Now we do the Cauchy contour integration of $\large e^{-y^2}$ over

$$y \in (0, +\infty) \cup (+\infty, +\infty e^{i\theta}) \cup \Omega_{\theta}^+$$

which is equal to zero. The integral over $(+\infty, +\infty e^{i\theta})$ vanishes. This leaves that

$$\int_{0}^{+\infty}{e^{-y^2}dy} - \int_{y \in \Omega_{\theta}^+}{e^{-y^2}dy} = \frac{1}{2}I_G - \frac{\sqrt{\alpha}}{2}I_C = 0$$

Therefore we have proved

$$I_C = \frac{1}{\sqrt{\alpha}} I_G = \sqrt{\frac{\pi}{\alpha}}$$

Answer 2

In general it holds that $$\int_{-\infty}^{\infty} e^{-u^2x^2}dx=\frac{\sqrt{\pi}}{u}$$ Whenever $|\Im u|\leqslant |\Re u|$ (this can be graphically represented as the argument of $u$ being in a sector of at most $\pi/4$ radians.)

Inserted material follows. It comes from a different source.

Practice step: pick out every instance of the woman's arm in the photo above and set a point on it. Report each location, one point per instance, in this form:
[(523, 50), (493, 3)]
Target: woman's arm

You can then integrate through a closed path of the form $[-r,r]$, $[-ru,ru]$ (slanted line) and two circular arcs from $r$ to $ru$ and from $-r$ to $-ru$. The integral over the arcs vanish as $r\to \infty$ because of the condition on the argument of $u$, and the integral over the slanted line is $u$ times the integral we want, while the integral over the $x$-axis is $\sqrt {\pi}$, giving the result.